Bruxelles, 12/07/2001 (Agence Europe) - La Présidence belge organise vendredi et samedi à Namur une première discussion au niveau ministériel sur l'avenir de la politique régionale après 2006 dans le cadre d'un Conseil informel, consacré vendredi à la politique de cohésion et samedi à l'aménagement du territoire. L'objectif affiché par la Belgique pour cette première rencontre comme pour toute sa Présidence est d'éviter autant que possible que les questions budgétaires monopolisent le débat, pour concentrer les discussions sur la politique de cohésion elle-même. "Notre ambition est modeste", a déclaré à la presse le ministre-président de Wallonie, Jean-Claude van Cauwenberghe, qui présidera le Conseil informel vendredi. "Nous n'allons pas régler en six mois des problèmes qui lieront le budget européen après 2006, mais nous entendons initier le débat, faire le constat des besoins des uns et des autres (régions du Fonds de cohésion, de l'Objectif 1...), et voir si nous pouvons nous mettre d'accord sur un certain nombre de constats et de grands principes qui pourraient être inclus dans les conclusions du Sommet de Laeken, en décembre. Les autres Présidences devraient ensuite se pencher sur les réponses", a-t-il dit. Il ne s'agit ni "de discuter des mécanismes ou des montants de recettes et de dépenses communautaires, ni d'examiner le chapitre politique régionale des négociations d'élargissement", a-t-il précisé.
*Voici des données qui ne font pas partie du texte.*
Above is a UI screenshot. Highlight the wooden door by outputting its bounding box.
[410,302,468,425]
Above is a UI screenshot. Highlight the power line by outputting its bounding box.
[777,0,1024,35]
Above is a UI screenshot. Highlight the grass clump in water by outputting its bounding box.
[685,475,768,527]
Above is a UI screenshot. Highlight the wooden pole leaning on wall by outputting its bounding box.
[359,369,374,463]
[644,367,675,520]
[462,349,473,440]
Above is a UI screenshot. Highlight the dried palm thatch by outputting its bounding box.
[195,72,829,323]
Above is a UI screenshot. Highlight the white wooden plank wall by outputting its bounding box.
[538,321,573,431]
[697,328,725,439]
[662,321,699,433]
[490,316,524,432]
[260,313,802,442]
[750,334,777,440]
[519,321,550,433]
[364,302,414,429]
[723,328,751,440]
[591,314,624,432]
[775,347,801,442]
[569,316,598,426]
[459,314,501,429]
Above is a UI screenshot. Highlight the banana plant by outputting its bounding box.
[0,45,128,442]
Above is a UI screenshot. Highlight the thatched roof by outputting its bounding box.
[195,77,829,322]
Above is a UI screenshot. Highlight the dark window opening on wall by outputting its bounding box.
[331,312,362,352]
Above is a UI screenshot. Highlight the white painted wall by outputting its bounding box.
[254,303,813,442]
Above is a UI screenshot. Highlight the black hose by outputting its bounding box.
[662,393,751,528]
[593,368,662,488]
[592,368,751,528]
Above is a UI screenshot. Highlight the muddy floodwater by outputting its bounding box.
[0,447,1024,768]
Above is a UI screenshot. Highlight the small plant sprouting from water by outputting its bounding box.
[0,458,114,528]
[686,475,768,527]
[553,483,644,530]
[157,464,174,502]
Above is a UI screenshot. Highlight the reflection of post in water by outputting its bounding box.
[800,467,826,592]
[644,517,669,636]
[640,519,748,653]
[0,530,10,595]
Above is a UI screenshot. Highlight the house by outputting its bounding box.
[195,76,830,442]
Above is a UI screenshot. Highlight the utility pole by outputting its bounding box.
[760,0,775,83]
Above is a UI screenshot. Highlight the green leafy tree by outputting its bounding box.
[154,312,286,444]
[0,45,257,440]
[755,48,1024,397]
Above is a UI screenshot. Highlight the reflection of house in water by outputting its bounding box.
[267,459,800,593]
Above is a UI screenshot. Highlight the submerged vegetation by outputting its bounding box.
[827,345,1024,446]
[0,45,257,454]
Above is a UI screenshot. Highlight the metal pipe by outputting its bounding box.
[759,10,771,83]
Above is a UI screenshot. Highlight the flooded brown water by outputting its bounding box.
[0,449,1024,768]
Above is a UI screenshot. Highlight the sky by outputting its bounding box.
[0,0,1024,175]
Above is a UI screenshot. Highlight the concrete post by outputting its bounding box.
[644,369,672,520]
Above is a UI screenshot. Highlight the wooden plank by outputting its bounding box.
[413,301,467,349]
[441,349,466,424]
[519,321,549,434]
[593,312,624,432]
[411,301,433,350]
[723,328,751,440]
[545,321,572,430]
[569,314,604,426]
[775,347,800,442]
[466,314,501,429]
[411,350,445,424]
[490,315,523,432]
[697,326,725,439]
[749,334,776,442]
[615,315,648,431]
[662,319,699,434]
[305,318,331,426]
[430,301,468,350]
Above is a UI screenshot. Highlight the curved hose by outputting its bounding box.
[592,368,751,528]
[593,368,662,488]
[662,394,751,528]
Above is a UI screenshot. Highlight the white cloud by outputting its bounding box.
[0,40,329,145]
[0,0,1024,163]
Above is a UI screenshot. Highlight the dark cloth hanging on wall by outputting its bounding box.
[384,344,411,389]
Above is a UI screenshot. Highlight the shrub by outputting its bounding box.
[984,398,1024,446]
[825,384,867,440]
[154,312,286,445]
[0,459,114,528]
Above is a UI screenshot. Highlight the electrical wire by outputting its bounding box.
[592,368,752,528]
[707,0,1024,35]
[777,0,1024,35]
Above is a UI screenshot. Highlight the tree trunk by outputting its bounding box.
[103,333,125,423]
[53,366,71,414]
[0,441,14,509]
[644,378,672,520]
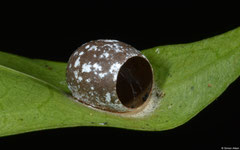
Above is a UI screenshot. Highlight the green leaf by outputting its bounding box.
[0,28,240,136]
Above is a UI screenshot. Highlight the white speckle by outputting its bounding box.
[113,43,122,53]
[109,62,121,81]
[74,57,80,68]
[155,48,160,54]
[79,52,84,56]
[98,72,107,79]
[73,70,78,78]
[78,76,82,82]
[82,63,92,73]
[100,40,118,42]
[88,45,97,51]
[105,92,111,103]
[100,53,109,58]
[93,63,102,71]
[85,45,90,49]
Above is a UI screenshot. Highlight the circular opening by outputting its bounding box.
[117,57,153,108]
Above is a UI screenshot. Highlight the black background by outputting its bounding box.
[0,1,240,149]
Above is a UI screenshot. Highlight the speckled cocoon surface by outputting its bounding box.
[67,40,152,112]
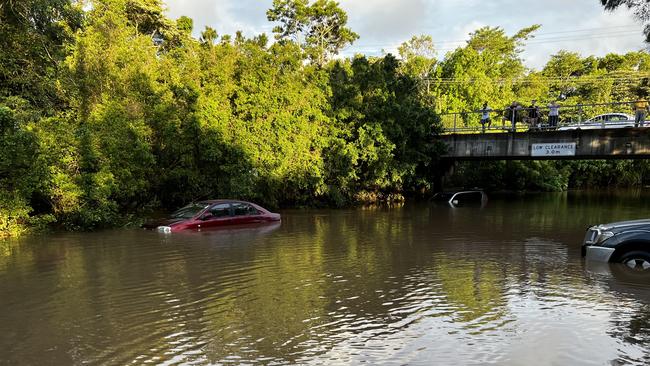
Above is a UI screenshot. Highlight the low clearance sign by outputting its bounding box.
[530,142,576,157]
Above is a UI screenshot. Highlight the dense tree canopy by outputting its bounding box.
[0,0,650,235]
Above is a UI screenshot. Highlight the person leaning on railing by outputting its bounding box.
[479,102,492,133]
[528,99,540,128]
[548,100,560,128]
[634,97,650,127]
[503,102,522,132]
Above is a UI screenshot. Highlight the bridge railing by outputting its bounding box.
[440,101,634,134]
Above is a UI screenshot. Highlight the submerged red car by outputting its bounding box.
[142,200,281,233]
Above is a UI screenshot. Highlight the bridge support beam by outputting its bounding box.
[432,159,456,193]
[436,128,650,160]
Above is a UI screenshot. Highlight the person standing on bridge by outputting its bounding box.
[503,102,521,132]
[528,99,540,128]
[548,100,560,128]
[634,97,650,127]
[480,102,492,133]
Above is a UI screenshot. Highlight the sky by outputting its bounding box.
[164,0,647,69]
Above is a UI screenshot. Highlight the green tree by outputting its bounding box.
[266,0,359,66]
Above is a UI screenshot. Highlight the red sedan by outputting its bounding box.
[142,200,280,233]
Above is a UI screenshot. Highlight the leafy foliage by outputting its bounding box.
[0,0,650,235]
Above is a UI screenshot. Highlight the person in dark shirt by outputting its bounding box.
[528,99,540,128]
[503,102,520,132]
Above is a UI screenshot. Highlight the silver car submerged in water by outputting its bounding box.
[582,219,650,273]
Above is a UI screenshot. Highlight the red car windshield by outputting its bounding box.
[171,203,209,219]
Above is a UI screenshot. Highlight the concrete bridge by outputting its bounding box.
[435,127,650,161]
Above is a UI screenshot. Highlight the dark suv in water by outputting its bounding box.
[582,220,650,273]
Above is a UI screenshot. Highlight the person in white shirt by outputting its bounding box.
[480,102,492,133]
[548,100,560,128]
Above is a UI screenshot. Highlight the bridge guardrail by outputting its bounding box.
[440,101,650,134]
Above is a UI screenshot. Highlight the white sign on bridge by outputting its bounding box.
[530,142,576,157]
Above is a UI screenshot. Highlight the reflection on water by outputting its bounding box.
[0,192,650,365]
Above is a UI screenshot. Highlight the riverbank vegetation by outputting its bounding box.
[0,0,650,235]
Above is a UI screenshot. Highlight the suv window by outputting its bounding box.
[209,203,230,218]
[232,203,259,216]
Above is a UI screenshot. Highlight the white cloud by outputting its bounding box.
[166,0,644,68]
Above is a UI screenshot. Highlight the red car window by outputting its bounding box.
[208,203,230,218]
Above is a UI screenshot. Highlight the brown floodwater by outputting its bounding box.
[0,192,650,365]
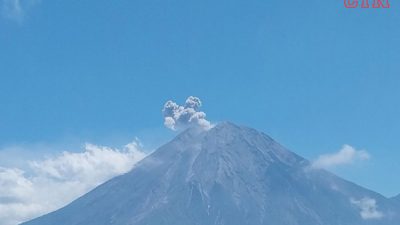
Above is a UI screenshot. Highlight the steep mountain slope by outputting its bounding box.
[24,123,400,225]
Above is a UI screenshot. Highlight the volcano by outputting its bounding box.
[23,122,400,225]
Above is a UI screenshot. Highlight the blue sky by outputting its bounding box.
[0,0,400,199]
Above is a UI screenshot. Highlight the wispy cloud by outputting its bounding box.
[350,197,384,220]
[1,0,41,22]
[162,96,211,130]
[0,141,146,225]
[312,145,370,169]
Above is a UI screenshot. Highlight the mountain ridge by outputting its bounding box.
[23,122,400,225]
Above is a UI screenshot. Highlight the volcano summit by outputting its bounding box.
[23,122,400,225]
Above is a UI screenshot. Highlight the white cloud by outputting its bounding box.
[350,197,383,220]
[162,96,211,130]
[1,0,40,22]
[312,145,370,169]
[0,141,146,225]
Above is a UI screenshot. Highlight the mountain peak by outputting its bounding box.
[24,122,400,225]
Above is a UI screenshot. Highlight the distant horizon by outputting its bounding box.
[0,0,400,225]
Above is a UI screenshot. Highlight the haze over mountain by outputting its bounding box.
[23,122,400,225]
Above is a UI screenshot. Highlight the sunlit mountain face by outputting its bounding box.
[24,122,400,225]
Dans l'entourage du ministre-président, on reconnaît que les discussions financières sont inévitables, et bien liées aux questions de fond, mais on espère qu'elles seront surtout abordées aux Conseils Ecofin ou Affaires générales afin que les ministres de la politique régionale puissent se concentrer sur les principes et la nature de la future politique de cohésion.
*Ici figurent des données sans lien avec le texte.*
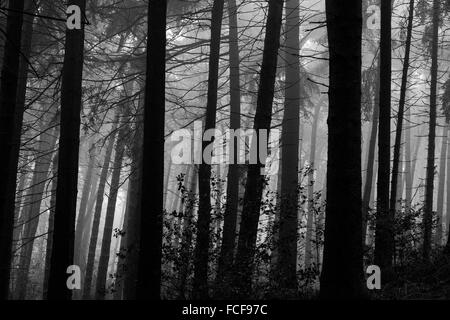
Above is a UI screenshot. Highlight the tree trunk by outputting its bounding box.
[405,107,413,212]
[375,1,394,271]
[17,121,57,300]
[216,0,241,296]
[74,143,97,266]
[276,0,301,297]
[192,0,224,299]
[305,102,321,268]
[48,0,86,300]
[423,0,440,261]
[178,166,198,300]
[83,120,118,299]
[95,112,127,300]
[123,119,143,300]
[434,124,448,247]
[389,0,414,250]
[42,154,58,299]
[445,121,450,254]
[362,67,380,245]
[320,0,364,299]
[136,0,167,300]
[0,0,24,300]
[234,0,283,297]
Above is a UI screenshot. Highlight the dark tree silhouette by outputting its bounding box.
[320,0,363,299]
[233,0,283,297]
[48,0,86,300]
[375,1,394,271]
[136,0,167,300]
[0,0,24,299]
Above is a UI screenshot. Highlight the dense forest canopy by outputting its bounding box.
[0,0,450,300]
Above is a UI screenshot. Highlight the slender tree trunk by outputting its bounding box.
[193,0,224,299]
[445,121,450,253]
[48,0,86,300]
[405,107,413,212]
[434,124,448,247]
[362,64,380,245]
[375,1,394,271]
[423,0,440,261]
[277,0,301,297]
[305,104,321,268]
[123,118,143,300]
[79,164,100,274]
[83,120,118,299]
[95,114,127,300]
[320,0,364,299]
[74,143,96,265]
[136,0,167,300]
[178,166,198,300]
[386,0,414,257]
[17,121,57,300]
[216,0,241,296]
[234,0,283,297]
[0,0,24,300]
[42,154,58,299]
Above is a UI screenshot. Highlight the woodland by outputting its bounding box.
[0,0,450,300]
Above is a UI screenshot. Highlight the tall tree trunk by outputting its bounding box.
[445,121,450,254]
[74,143,97,265]
[192,0,224,299]
[79,162,100,278]
[405,107,413,212]
[362,67,380,246]
[305,102,321,268]
[17,121,57,300]
[83,121,118,299]
[384,0,414,256]
[178,166,198,300]
[216,0,241,296]
[276,0,301,297]
[423,0,440,261]
[375,1,394,271]
[48,0,86,300]
[234,0,283,297]
[136,0,167,300]
[320,0,363,299]
[95,112,127,300]
[42,153,58,299]
[123,119,143,300]
[434,124,448,247]
[0,0,24,300]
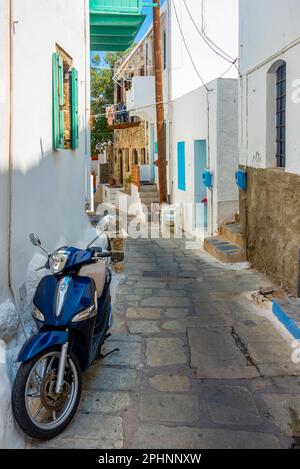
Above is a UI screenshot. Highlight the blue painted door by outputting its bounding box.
[150,124,155,182]
[177,142,186,191]
[194,140,208,229]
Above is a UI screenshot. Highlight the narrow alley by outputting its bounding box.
[28,239,300,449]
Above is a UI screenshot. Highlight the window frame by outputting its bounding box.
[275,63,287,168]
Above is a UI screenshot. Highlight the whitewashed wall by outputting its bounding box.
[168,0,238,99]
[0,0,9,303]
[171,79,238,237]
[7,0,89,300]
[239,0,300,174]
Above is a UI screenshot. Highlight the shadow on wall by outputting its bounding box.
[0,127,88,448]
[0,127,88,300]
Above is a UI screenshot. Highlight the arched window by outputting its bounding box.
[276,63,286,168]
[132,149,139,166]
[141,148,147,165]
[266,60,287,168]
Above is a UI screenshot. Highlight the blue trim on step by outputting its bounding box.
[273,301,300,340]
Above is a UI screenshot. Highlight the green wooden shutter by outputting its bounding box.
[72,68,79,150]
[52,53,65,150]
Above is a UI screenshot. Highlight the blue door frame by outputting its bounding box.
[194,140,208,229]
[150,124,155,182]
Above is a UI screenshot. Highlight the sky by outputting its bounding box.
[91,0,165,66]
[136,0,165,42]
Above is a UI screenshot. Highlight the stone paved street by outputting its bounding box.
[34,240,300,449]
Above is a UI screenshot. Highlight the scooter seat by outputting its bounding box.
[79,260,106,298]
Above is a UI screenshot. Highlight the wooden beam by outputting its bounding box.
[153,0,167,204]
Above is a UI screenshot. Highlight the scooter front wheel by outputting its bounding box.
[12,348,81,440]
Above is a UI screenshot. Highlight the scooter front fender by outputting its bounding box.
[18,331,68,363]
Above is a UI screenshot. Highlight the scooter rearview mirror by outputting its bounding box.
[29,233,42,247]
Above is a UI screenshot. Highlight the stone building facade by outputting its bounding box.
[113,121,149,186]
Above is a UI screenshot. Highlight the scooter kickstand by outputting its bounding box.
[98,348,120,360]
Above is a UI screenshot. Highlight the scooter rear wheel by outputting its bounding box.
[12,347,81,440]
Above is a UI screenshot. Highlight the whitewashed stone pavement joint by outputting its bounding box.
[28,240,300,449]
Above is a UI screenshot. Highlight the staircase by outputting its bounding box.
[204,223,247,264]
[140,183,159,221]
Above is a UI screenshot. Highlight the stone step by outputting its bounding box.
[140,183,157,192]
[204,236,247,264]
[220,223,246,249]
[141,195,159,205]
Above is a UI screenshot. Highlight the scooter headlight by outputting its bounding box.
[49,251,69,275]
[72,305,97,322]
[32,306,45,322]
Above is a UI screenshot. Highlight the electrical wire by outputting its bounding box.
[171,0,210,92]
[182,0,237,65]
[201,0,234,61]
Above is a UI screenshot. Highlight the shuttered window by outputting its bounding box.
[52,53,79,150]
[72,68,79,150]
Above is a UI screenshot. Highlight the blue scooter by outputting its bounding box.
[12,227,115,440]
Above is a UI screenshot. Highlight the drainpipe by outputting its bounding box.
[7,0,27,338]
[83,0,91,208]
[206,90,214,236]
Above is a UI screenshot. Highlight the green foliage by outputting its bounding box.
[91,48,135,154]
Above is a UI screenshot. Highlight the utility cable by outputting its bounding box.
[172,0,210,92]
[183,0,239,73]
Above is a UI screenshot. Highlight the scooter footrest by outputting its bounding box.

Fondé sur le Deuxième Rapport de cohésion présenté fin janvier par la Commission européenne, qui traçait un bilan et des perspectives pour la politique de cohésion (voir EUROPE du 1 février p.9), le débat sera organisé vendredi autour de deux questions: 1) Peut-on concevoir l'élargissement sans une forte politique de cohésion économique et sociale?; 2) La politique de cohésion doit-elle à l'avenir encore s'adresser aux régions des 15 Etats membres actuels, et avec quels objectifs? Les Conseils informels consacrés à la politique régionale sont rares, et la Présidence belge estime que la venue annoncée de douze ministres est déjà un succès.
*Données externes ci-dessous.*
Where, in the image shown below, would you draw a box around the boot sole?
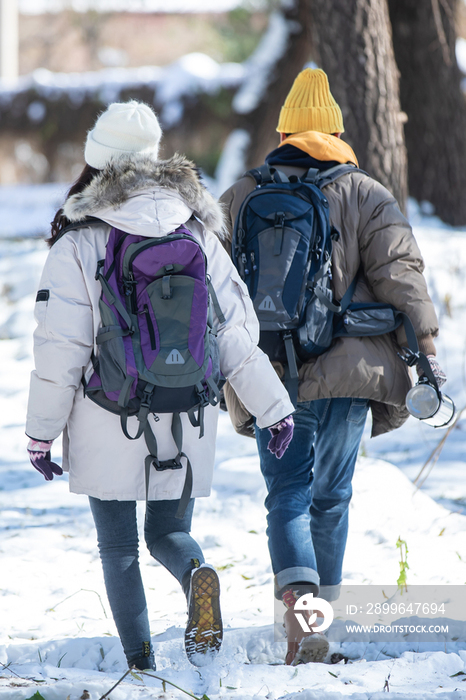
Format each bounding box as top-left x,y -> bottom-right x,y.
291,634 -> 329,666
184,567 -> 223,666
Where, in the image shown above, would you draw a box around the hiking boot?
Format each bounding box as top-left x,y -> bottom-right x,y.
128,642 -> 157,671
282,591 -> 329,666
184,564 -> 223,666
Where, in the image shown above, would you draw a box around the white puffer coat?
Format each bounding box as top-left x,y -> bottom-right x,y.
26,156 -> 293,500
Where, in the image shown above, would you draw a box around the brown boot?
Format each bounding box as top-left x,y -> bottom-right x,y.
282,592 -> 329,666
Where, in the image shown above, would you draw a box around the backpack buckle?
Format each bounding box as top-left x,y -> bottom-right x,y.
152,457 -> 183,472
396,347 -> 420,367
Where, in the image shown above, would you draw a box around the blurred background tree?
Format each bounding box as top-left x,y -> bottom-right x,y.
388,0 -> 466,225
0,0 -> 466,224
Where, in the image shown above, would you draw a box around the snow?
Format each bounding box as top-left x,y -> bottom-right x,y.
232,11 -> 294,114
18,0 -> 263,15
0,185 -> 466,700
0,52 -> 247,128
455,37 -> 466,73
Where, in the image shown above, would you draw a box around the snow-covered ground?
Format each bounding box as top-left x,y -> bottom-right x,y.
0,186 -> 466,700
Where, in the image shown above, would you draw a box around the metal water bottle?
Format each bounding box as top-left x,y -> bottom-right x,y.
406,375 -> 455,428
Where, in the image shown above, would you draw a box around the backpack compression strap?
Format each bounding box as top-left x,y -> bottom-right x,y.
144,413 -> 193,519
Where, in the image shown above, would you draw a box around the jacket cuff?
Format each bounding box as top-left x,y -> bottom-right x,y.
417,335 -> 437,355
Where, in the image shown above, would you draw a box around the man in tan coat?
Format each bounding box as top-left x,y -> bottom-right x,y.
221,69 -> 445,664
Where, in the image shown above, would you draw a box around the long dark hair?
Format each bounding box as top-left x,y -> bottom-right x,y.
47,164 -> 100,247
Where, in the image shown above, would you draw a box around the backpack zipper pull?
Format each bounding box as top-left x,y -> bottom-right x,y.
241,253 -> 250,275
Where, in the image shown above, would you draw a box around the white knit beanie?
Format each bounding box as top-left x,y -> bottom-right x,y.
84,100 -> 162,170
Le Commissaire à la politique régionale Michel Barnier devrait lui aussi insister sur l'importance de débattre des besoins et de la nature de la politique avant de discuter du budget, et souligner une nouvelle fois que le débat doit se fonder sur des "preuves" de l'utilité de la politique régionale. Fort de la communication comparative sur la programmation des aides objectif 1 dans les différents Etats membres (EUROPE du 11 juillet, p.13), il devrait aussi souligner l'importance de comparer et analyser la programmation et la mise en œuvre de la politique régionale dans les différents Etats membres, pour établir des normes et des exemples, afin de savoir exactement ce que l'on attend de la politique régionale.
Samedi, les discussions seront consacrées à la cohésion territoriale, sur la base d'un examen du SDEC, le Schéma de développement de l'espace communautaire, adopté en 1999 après six ans de débats, dans l'espoir d'instaurer une certaine cohérence de l'aménagement des territoires dans l'UE, et de prendre cette dimension en compte dans les différentes politiques communautaires. La Belgique est en train de mener une évaluation de la mise en œuvre du SDEC, qui devrait être terminée l'année prochaine. La Présidence fait déjà trois constats d'après les réponses à un questionnaire envoyé aux Quinze: 1) le SDEC est peu connu de ceux qui ne s'en occupent pas directement, d'où la nécessité améliorer la connaissance de ce schéma auprès des administrations; 2) le SDEC est plus employé au niveau transnational que national; 3) les Etats membres ne remettent pas en cause ses orientations. Par ailleurs, la Présidence va proposer samedi que soit organisé chaque semestre un Conseil informel conjoint qui regrouperait les ministres de l'aménagement du territoire et leurs homologues des transports ou de l'environnement. Les discussions seront présidées samedi par le ministre wallon de l'aménagement du territoire et de l'environnement, Michel Foret.